Having a Voice & Using It

Endometriosis statisticsIt’s amazing to experience how our voice, or lack thereof, can impact our health stories. As an adolescent my voice was fairly timid or nonexistent. There were certainly “taboo” topics about which I was quite uncomfortable talking, but in reality, I didn’t know what I didn’t know — our teen years occurred well before the internet was available! Looking back, I’m not sure I had enough knowledge, or even language, to ask the right questions. All I knew was my period hurt … I’d never even heard the word “endometriosis.” It occurs to me now that rather than me asking the doctors, the doctors should have been asking a lot more questions of me to get a broader and more comprehensive picture because how could I know, at the age of 16, what I don’t know?

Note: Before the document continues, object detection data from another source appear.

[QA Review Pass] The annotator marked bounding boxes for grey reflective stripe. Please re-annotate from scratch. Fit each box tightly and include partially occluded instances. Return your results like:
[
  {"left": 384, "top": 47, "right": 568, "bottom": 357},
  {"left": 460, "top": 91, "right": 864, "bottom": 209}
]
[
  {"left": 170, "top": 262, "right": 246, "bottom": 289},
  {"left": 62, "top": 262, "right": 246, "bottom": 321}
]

Finding the right ob/gyn doc for me was critical — it changed my experience of my healthcare visits. I finally found the doc I stuck with somewhere in my early to mid-30s. Once I found her, I felt confident I’d be heard. In my 30s, I was much more apt to ask questions and push back, so we could actually dialogue, which wasn’t what happened when I was younger. And my doc was always running late on her appts because she did take time to talk with her patients — I never felt rushed. I do feel that my doc tried very hard to approach any of the options we discussed and attempted (including getting rid of the pre-cancerous cells) with the eye to not destroying my fertility because she knew I desired to become pregnant at some point.

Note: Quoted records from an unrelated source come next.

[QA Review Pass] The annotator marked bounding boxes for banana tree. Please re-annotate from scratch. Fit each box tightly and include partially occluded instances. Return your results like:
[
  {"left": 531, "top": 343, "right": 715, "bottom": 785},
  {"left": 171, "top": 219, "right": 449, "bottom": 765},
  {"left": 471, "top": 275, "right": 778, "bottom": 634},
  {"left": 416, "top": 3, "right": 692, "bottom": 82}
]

As I got older, she’d always check in to see where my thoughts were on the fertility/pregnancy topic because that informed our approach. And it wasn’t until in my early 40s that the conversation changed. At that point, I made it clear that I felt that window had closed. My doc had always indicated that pregnancy wasn’t impossible, but it was highly likely it wouldn’t be easy for me, and the older I got, the more true that statement. And the fact remained, I had never been interested in a lot of the fertility options available to women today. I never wanted to spend a fortune in money and emotional/physical effort to go through fertility treatments, etc on the chance I could have a child in my mid-40s. It’s a choice many women make, and I congratulate those that do so successfully. I even have a couple dear friends who chose that route, but that path wasn’t one I wanted to take myself and my husband down.

Pre Endometriosis surgery pic
Not the most flattering of photos, but since I’m laying it all out anyway … me pre-surgery, high on something, and giggling because I looked like a purple Stay-Puft marshmallow man due to the “warming machine” blowing warmed air into my hospital johnny!

I think my experience around my hysterectomy (almost a year ago!) leads me, once again, to confirm we need advocates with us in these big moves. My husband came to several of my appointments with me, helping me ask the questions we needed answered — How was it to be done? What were the short and long-term implications? How do we handle sudden surgical menopause? What were the implications of hormone therapy? How long was a typical surgery? How long was recovery? Etc — because we were contemplating a momentous change in my body and health and life experience. But in truth, out of ignorance, there were some things neither of us thought to ask or even consider. In hindsight, my post-surgery challenges make sense, but at the time, I didn’t consider the possibility of a strained hip or adductor muscle due to the surgery itself: my five-hour surgery was longer than most hysterectomy surgeries. As my PT subsequently said, five hours in stirrups is more than my hips could manage. And I didn’t realize it’d take me so long to get an appointment with a specialist in pelvic floor rehabilitation and helping women recover from hysterectomies. It was three and a half months before my first appointment, which left me quite uncomfortable and limited in movement for several months after surgery. I’m pleased I’m making so much progress, but it’s astonishing to realize I’m 11 months past surgery and 7 months in PT and only now beginning to get things truly back on track.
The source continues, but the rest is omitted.